42 Soul Destroying Jobs Announced For Waterford


POSITIVE news for people who have decent well paid jobs but like hearing about other people getting slightly shitter jobs as several companies in Waterford have announced 42 new jobs.

The jobs, poorly paid and with long unforgiving hours come mostly in the services sector with many locals having the chance to serve impatient and ungrateful members of the Irish public.

“We’re looking for the kind of candidate that doesn’t really have a choice and is desperate for a bit of work so will take any old shite,” owner and manager of Lowry Service Station John Lowry told WWN.

“Skills we’re looking for? Really just an appetite for listening to any old moaning and complaints from a variety of pricks. It is the sheer variety of pricks that the employee will deal it that really makes this position stand out,” Lowry added who is also hiring 3 breakfast roll technicians.

The Government welcomes the news, but insist there is nothing that you can do about the soul destroying nature of the work involved.

“42 jobs announced anywhere is great news, but look I think we all have to accept that thanks to the 9-to-5 we’re all slowly having our souls chipped away at but it’s probably best to ignore it,” a spokesman for the Government explained to WWN.
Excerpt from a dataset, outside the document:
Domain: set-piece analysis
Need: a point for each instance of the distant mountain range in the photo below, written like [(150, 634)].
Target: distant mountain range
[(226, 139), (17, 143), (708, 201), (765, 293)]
“The business owners deserve great credit because they could have stuck all these on JobsBridge for the craic, but they didn’t which actually is kind of stupid on their part,” added the spokesman.

Future employees in the businesses are already accepting the soul destroying nature of the new jobs.

“Sure doesn’t bother me boi, I had to sign my soul away with the last job I had so they’re getting nothing from me this time. Jokes on them,” Anthony Doyle, potential employee told WWN.